JuliaDataCubes / YAXArrays.jl

Yet Another XArray-like Julia package
https://juliadatacubes.github.io/YAXArrays.jl/
Other
101 stars 17 forks source link

setchunks doesn't work as expected #240

Closed dpabon closed 1 year ago

dpabon commented 1 year ago

Hi, I have a problem when using setchunks and saving the cube. Below the MWE

using Pkg
Pkg.activate("/Net/Groups/BGI/people/dpabon/nfdi4earth_oemc")
using YAXArrays
using Zarr
using Random

axlist = [
    RangeAxis("time", range(1, 20, length=116)),
    RangeAxis("x", range(1, 10, length=300)),
    RangeAxis("y", range(1, 5, length=100)),
    CategoricalAxis("Variable", ["var1", "var2"]),
    CategoricalAxis("another_var",[randstring(4) for i in 1:200])]

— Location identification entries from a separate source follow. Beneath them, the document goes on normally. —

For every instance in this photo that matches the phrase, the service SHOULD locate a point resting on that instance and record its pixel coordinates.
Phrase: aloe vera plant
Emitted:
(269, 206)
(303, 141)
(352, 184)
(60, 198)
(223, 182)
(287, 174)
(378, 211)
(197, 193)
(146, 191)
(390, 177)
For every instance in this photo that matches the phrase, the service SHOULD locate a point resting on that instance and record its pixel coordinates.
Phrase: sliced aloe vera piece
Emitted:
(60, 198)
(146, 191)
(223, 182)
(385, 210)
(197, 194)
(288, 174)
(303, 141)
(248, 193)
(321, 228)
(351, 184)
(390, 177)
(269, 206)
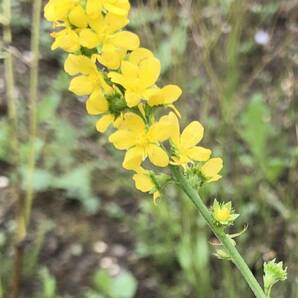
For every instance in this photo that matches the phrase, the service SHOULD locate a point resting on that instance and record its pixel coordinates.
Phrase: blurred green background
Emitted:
(92, 234)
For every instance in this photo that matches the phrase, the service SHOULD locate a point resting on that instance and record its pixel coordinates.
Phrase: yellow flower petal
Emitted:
(81, 86)
(174, 128)
(126, 40)
(199, 153)
(212, 167)
(132, 99)
(78, 17)
(140, 54)
(117, 10)
(123, 139)
(66, 39)
(56, 10)
(129, 69)
(133, 122)
(166, 95)
(133, 158)
(97, 103)
(156, 196)
(117, 78)
(93, 8)
(158, 156)
(192, 134)
(111, 58)
(103, 123)
(143, 182)
(89, 39)
(75, 64)
(149, 71)
(160, 131)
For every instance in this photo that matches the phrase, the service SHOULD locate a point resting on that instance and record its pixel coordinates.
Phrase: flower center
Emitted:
(222, 214)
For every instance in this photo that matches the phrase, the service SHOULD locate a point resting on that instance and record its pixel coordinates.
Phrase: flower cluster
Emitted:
(119, 78)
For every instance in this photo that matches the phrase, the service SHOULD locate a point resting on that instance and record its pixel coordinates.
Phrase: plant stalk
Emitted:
(33, 94)
(14, 145)
(222, 237)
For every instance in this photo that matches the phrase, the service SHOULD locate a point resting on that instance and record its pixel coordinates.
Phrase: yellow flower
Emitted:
(66, 39)
(88, 79)
(137, 76)
(141, 141)
(57, 10)
(117, 7)
(103, 32)
(77, 17)
(184, 145)
(223, 213)
(144, 182)
(164, 96)
(211, 169)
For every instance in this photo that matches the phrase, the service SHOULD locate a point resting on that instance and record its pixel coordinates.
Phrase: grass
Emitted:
(243, 93)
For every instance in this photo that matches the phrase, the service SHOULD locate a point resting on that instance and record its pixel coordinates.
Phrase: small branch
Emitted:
(13, 120)
(222, 237)
(33, 103)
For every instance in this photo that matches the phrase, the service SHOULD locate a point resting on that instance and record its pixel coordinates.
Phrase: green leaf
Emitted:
(48, 284)
(124, 286)
(102, 281)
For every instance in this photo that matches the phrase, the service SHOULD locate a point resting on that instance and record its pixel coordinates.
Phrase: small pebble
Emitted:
(100, 247)
(4, 182)
(262, 37)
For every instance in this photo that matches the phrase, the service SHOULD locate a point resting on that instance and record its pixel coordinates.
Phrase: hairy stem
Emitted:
(14, 145)
(33, 102)
(224, 239)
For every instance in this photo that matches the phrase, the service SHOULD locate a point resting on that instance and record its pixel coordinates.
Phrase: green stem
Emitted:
(33, 102)
(225, 240)
(14, 144)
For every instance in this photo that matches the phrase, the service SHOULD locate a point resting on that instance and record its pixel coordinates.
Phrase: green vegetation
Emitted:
(91, 229)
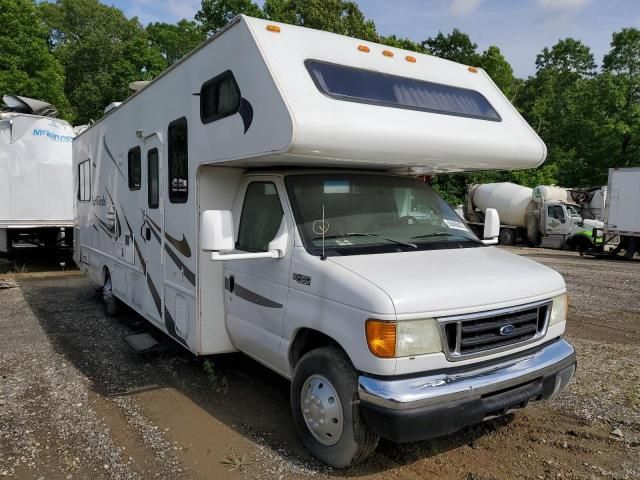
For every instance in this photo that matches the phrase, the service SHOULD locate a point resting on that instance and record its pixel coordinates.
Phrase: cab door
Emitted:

data = rand(116, 300, 100, 2, 200)

ds = YAXArray(axlist, data)

YAXArrays.Cubes.eachchunk(ds)

report that the size of the chunks is:

1×1×1×1×200 DiskArrays.GridChunks{5}

If I rechunk the cube and save the result:

ds_rechuncked = setchunks(ds, (time = 29, x = 100, y = 50, Variable = 1, another_var = 1))

savecube(ds_rechuncked, "/tmp/temp_cube.zarr")

ds_rechuncked_new = open_dataset("/tmp/temp_cube.zarr/")
ds_rechuncked_new = Cube(ds_rechuncked_new)

YAXArrays.Cubes.eachchunk(ds_rechuncked_new)

I got

4×3×2×200×2 DiskArrays.GridChunks{5}

Thanks in advance for your help.

meggart commented 1 year ago

It works as expected. Just look at the first chunk:

4×3×2×200×2 DiskArrays.GridChunks{5}:
[:, :, 1, 1, 1] =
 (1:29, 1:100, 1:50, 1:1, 1:1)    (1:29, 101:200, 1:50, 1:1, 1:1)    (1:29, 201:300, 1:50, 1:1, 1:1)
 (30:58, 1:100, 1:50, 1:1, 1:1)   (30:58, 101:200, 1:50, 1:1, 1:1)   (30:58, 201:300, 1:50, 1:1, 1:1)
 (59:87, 1:100, 1:50, 1:1, 1:1)   (59:87, 101:200, 1:50, 1:1, 1:1)   (59:87, 201:300, 1:50, 1:1, 1:1)
 (88:116, 1:100, 1:50, 1:1, 1:1)  (88:116, 101:200, 1:50, 1:1, 1:1)  (88:116, 201:300, 1:50, 1:1, 1:1)

The first chunk is defined by the indices (1:29, 1:100, 1:50, 1:1, 1:1) which is what you set. I know these GridChunk objects can be a bit strange, if you want to extract a chunk size from them you can use

DiskArrays.approx_chunksize(YAXArrays.Cubes.eachchunk(ds_rechuncked_new))

dpabon commented 1 year ago

My bad, I though, 4×3×2×200×2 is the size of each chunk. Thanks for the clarification, Fabian.